Spreadsheet programs are widely used general programs that run on personal computers and have become well known tools for manipulating information electronically. They are commonly used for budgets, forecasting, and other finance-related tasks.
A conventional electronic spreadsheet organises data in a two-dimensional array of rows and columns. Each intersection of a row and a column is termed a cell. The cell can store numbers and data strings, as well as formulas for computing a result based upon values contained in other cells. To ease computation, spreadsheet programs include built-in functions that perform standard calculations. A formula may be constructed within a cell of the spreadsheet using one or more of the built-in functions combined with any other constants or variables.
Some spreadsheet programs can also link one spreadsheet to another containing related information to the first. This operation allows data in linked spreadsheets to be updated automatically. Additionally, spreadsheet programs also include macro facilities. Macros automatically repeat tasks that are to be performed frequently. Furthermore, spreadsheets provide a very convenient and visual mechanism for programming array calculations, for example, formula wizards.

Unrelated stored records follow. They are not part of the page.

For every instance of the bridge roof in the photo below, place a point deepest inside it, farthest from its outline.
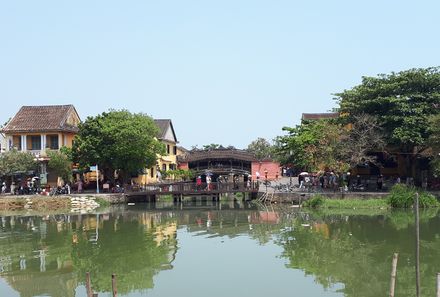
(224, 154)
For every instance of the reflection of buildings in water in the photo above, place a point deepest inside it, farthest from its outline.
(165, 232)
(53, 283)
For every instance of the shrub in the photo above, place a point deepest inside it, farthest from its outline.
(402, 196)
(314, 202)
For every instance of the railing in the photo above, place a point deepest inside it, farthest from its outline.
(190, 187)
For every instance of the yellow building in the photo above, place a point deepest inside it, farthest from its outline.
(166, 162)
(36, 129)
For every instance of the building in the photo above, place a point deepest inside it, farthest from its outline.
(319, 116)
(3, 144)
(167, 136)
(228, 162)
(36, 129)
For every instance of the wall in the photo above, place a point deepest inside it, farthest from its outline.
(273, 169)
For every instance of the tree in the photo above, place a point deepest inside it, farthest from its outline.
(118, 141)
(311, 146)
(358, 140)
(434, 142)
(60, 164)
(16, 162)
(402, 102)
(261, 148)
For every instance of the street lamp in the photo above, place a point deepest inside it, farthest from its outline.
(265, 176)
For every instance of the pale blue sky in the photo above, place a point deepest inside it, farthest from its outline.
(224, 71)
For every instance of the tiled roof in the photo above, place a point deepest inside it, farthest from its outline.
(163, 125)
(51, 118)
(320, 116)
(231, 154)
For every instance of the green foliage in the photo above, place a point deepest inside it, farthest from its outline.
(434, 143)
(166, 198)
(355, 204)
(311, 146)
(402, 196)
(314, 202)
(60, 164)
(261, 148)
(402, 101)
(102, 202)
(16, 162)
(118, 140)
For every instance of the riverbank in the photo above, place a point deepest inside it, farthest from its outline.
(70, 203)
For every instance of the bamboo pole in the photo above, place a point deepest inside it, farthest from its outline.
(438, 284)
(88, 286)
(114, 288)
(393, 274)
(416, 210)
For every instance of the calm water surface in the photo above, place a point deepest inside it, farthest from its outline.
(206, 249)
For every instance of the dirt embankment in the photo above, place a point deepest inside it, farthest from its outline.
(33, 202)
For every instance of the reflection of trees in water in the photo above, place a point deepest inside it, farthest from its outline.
(129, 247)
(334, 247)
(357, 251)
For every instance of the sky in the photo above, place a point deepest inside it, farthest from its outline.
(225, 72)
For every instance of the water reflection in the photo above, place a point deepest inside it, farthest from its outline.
(346, 254)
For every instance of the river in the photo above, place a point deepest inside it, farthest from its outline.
(216, 250)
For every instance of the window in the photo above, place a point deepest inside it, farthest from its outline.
(36, 142)
(53, 142)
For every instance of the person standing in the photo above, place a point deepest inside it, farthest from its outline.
(379, 182)
(198, 182)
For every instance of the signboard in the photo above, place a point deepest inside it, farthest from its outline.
(43, 178)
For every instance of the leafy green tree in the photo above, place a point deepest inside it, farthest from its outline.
(434, 142)
(261, 148)
(60, 164)
(402, 103)
(359, 139)
(16, 162)
(311, 146)
(118, 141)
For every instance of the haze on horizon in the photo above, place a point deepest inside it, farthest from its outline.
(225, 72)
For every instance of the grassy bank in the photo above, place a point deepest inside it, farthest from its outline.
(400, 197)
(326, 203)
(40, 203)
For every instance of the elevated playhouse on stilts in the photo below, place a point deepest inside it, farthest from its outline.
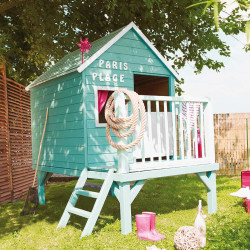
(178, 137)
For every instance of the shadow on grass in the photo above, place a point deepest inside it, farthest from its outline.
(163, 195)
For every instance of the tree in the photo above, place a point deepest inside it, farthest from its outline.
(35, 33)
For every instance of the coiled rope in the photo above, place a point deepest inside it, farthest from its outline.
(130, 122)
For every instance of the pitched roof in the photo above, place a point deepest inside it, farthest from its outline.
(72, 61)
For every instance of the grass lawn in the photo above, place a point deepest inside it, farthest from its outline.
(174, 199)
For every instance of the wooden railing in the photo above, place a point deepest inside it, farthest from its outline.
(171, 136)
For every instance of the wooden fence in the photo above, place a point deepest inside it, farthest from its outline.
(231, 142)
(16, 173)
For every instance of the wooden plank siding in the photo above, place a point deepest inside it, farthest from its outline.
(141, 60)
(63, 145)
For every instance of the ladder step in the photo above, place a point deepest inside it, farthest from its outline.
(86, 193)
(79, 212)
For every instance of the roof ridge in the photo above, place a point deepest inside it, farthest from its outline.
(49, 75)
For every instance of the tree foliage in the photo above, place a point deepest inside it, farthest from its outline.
(35, 33)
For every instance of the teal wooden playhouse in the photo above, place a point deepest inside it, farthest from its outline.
(75, 141)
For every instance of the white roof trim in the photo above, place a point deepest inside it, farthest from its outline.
(116, 38)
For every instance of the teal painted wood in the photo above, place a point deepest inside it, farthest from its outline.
(41, 176)
(211, 194)
(63, 146)
(73, 198)
(140, 60)
(125, 207)
(84, 94)
(115, 191)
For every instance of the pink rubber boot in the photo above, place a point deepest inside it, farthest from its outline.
(152, 225)
(143, 228)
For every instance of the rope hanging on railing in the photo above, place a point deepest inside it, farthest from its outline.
(124, 123)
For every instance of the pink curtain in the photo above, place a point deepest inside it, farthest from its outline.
(102, 98)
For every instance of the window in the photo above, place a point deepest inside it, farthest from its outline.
(102, 95)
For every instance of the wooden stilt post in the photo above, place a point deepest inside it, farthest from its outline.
(123, 167)
(41, 176)
(211, 194)
(125, 207)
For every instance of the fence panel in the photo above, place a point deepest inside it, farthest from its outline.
(231, 142)
(16, 172)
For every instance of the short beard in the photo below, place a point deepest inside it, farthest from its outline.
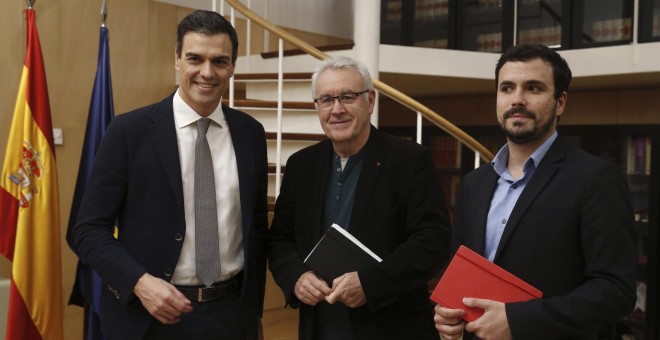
(534, 133)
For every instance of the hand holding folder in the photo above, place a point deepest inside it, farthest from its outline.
(471, 275)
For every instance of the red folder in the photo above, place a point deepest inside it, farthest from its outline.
(471, 275)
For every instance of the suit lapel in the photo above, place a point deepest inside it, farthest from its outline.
(369, 174)
(163, 135)
(543, 174)
(321, 173)
(481, 208)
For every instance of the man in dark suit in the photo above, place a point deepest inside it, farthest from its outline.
(550, 213)
(143, 179)
(383, 190)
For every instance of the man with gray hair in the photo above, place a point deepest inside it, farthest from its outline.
(381, 189)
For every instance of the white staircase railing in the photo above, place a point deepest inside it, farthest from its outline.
(481, 153)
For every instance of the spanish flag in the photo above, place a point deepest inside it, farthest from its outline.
(29, 207)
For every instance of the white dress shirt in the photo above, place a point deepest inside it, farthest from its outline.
(226, 191)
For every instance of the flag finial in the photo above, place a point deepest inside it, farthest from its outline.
(104, 13)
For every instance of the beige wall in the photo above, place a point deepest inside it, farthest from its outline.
(142, 38)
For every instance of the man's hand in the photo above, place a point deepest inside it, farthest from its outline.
(449, 322)
(163, 301)
(347, 289)
(310, 289)
(493, 325)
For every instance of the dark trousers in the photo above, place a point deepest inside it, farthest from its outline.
(217, 319)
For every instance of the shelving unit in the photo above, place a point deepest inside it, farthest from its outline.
(488, 25)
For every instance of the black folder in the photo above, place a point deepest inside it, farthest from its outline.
(338, 252)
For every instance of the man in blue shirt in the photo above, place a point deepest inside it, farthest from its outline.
(551, 214)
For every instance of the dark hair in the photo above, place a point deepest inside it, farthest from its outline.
(561, 72)
(209, 23)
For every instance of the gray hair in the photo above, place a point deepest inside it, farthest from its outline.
(341, 62)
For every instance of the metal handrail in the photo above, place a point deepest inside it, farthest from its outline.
(385, 89)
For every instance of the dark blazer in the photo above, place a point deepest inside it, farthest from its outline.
(571, 234)
(399, 212)
(136, 181)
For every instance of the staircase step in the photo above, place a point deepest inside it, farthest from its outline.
(247, 77)
(271, 203)
(297, 51)
(243, 103)
(297, 136)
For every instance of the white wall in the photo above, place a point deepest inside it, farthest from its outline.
(328, 17)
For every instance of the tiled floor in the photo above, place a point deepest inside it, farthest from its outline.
(280, 324)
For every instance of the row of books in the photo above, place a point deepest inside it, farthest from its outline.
(656, 26)
(611, 30)
(547, 36)
(491, 42)
(637, 153)
(428, 9)
(490, 3)
(432, 43)
(424, 9)
(446, 151)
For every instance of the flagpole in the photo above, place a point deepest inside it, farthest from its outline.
(104, 12)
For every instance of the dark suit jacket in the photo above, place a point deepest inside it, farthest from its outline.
(398, 212)
(136, 181)
(571, 234)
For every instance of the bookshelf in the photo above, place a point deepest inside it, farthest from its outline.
(488, 25)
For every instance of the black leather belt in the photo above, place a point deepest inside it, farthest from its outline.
(217, 291)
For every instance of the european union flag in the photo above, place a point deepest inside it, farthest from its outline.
(88, 286)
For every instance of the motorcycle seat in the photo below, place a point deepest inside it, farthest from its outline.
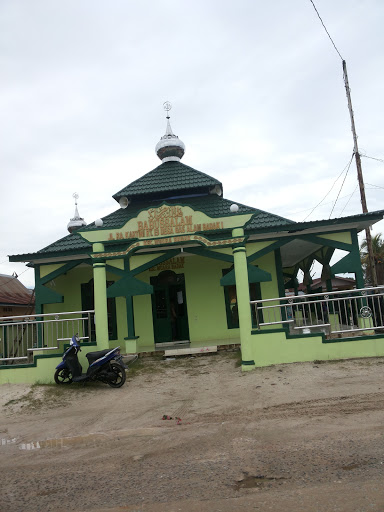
(92, 356)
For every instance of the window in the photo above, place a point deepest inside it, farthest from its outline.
(231, 302)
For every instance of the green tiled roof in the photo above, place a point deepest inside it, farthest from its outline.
(212, 205)
(168, 177)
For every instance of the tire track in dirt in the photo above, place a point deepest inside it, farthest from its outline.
(326, 406)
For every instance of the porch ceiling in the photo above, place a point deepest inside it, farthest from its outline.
(295, 251)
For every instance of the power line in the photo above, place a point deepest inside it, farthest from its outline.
(330, 190)
(346, 174)
(373, 158)
(325, 28)
(375, 186)
(350, 197)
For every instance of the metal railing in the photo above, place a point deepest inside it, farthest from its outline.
(21, 336)
(355, 312)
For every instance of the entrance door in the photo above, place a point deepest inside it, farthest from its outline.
(169, 308)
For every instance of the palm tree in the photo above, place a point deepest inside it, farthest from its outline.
(378, 254)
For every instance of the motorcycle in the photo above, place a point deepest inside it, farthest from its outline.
(105, 365)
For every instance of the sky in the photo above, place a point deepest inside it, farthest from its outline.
(257, 97)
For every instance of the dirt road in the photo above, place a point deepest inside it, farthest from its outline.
(300, 437)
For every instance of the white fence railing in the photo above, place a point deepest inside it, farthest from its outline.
(354, 312)
(21, 336)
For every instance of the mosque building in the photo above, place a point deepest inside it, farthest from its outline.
(176, 262)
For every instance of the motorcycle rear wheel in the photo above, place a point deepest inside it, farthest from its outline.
(120, 376)
(63, 376)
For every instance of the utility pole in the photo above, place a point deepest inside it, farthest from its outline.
(360, 176)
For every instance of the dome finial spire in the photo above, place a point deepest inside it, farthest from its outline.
(170, 147)
(76, 222)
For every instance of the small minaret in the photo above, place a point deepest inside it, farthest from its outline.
(76, 222)
(169, 148)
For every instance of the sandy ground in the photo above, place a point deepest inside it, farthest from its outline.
(298, 438)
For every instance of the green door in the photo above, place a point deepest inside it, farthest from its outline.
(169, 307)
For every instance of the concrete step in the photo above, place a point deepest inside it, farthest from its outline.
(189, 351)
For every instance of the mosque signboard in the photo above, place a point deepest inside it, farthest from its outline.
(167, 225)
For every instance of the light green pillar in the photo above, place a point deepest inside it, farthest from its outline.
(244, 309)
(100, 289)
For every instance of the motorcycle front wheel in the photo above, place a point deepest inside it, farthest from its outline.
(63, 376)
(119, 376)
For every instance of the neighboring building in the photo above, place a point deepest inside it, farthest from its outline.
(15, 298)
(178, 262)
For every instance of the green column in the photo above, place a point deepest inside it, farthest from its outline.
(100, 289)
(244, 310)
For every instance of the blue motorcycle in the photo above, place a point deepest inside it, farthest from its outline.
(105, 365)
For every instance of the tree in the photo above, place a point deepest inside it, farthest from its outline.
(378, 254)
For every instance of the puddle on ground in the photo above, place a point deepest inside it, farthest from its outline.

FIG. 1 is used to illustrate the method by which formulae in cells are computed in existing spreadsheets. The examples used to describe standard spreadsheets herein are based on Lotus 1-2-3. (Lotus 1-2-3 is a registered trademark of Lotus Development Corporation.) The results of computation are shown in cells E3 . . . G5 and the corresponding formulae are shown in FIG. 1a. 
On computation, the value 0 is held by cells E5 and G3 . . . G5, since the cells which are referenced, are empty. Existing spreadsheets assume the value of an empty cell is 0 and thus do not distinguish in normal calculations between a cell having null contents and one having contents set to 0. This problem is illustrated in FIG. 2, and a known method of detecting this problem in Lotus 1-2-3, for example, is to use an explicit @IsEmpty (location) check. This check tests the location for a blank cell and returns a 1 if the cell is empty and 0 if the cell is not.
To illustrate the need for improved error prompting, reporting and correction mechanisms, examples of the problems associated with existing spreadsheet technology are further described. The copy operation is used as an example. Referring to FIG. 2a simplified known spreadsheet implementing a commission calculation for a single salesman is shown. With conventional cell naming, the formula in cell C2 is =B2*F2, in cell C3 is =B3*F3, and so on. Generally the calculation involves the formula Commission=Amount Sold*Rate.
In reality, the column of the table representing the “rate”, which would be common to all salespeople would be somewhat remote from the calculation. The calculation would be done for each salesperson. For example (not illustrated) the column containing “rate” values may be held on a different spreadsheet page.
When the spreadsheet of FIG. 2 is updated to include the values for a further month, “April” it is easy and quite common for an end user to copy down the calculation, but forgetting to extend the “rate” column. The copy down operation from C4=B4*F4 rewrites the formula for cell C5 as =B5*F5. However, since cell F5 is an empty cell, the value 0 is placed in C5.
As illustrated in FIG. 3, the errors obtained from an inaccurate copy operation can be more serious if the “commission” column is located on the same sheet together with constant values, for example the “VAT” value. When the spreadsheet is being updated for the month of “May”, to calculate the value for cell C6, the formula used is =B6*F6. However, since the constant value for the “VAT”, namely 17.5%, resides in cell F6, it is this 0.175 value that is used in the equation =B6*F6.
The error obtained in FIG. 3 is more confusing to the end user as compared to FIG. 2. Cell C5 in FIG. 2 is easily distinguishable from the existing values in the column. However, in FIG. 3, the value obtained in cell C6 is not so easily differentiated and the problem becomes clear if the constant was set at a value of 17.5 instead of 17.5%, for example. In this case, the result in cell C6 would be 262.5 and because this is a similar value to the existing values in the column, the user may not be aware that an error has occurred. Also, this is not a problem that can be detected using the @IsEmpty function. Therefore, in existing spreadsheets the computation and display of a result still occurs even if the end user does not have knowledge of any associated errors with the result.
Thus, whereas detecting common syntax errors including placing multiple operators together and mismatching parentheses is conventional, the present invention seeks to highlight semantic errors and it is these errors that most often occur when a correct spreadsheet is updated without full awareness or thought to its structure. Currently, very little protection is provided against traditional “array bound” errors as described above, and programmers are therefore prone to write incorrect programs referencing meaningless empty cells, or worse, referencing cells with inappropriate meaning.
There are systems, such as CleanSheet that combine some of the benefits of spreadsheets with tighter programming controls. However, these systems rely too much on programming to be acceptable by typical spreadsheet programmers. Also, error detection and correction methods for formulae in a spreadsheet have been described in U.S. Pat. No. 5,842,180, issued to Karan Khanna et al. However, these systems provide no support for array bound errors and semantic errors.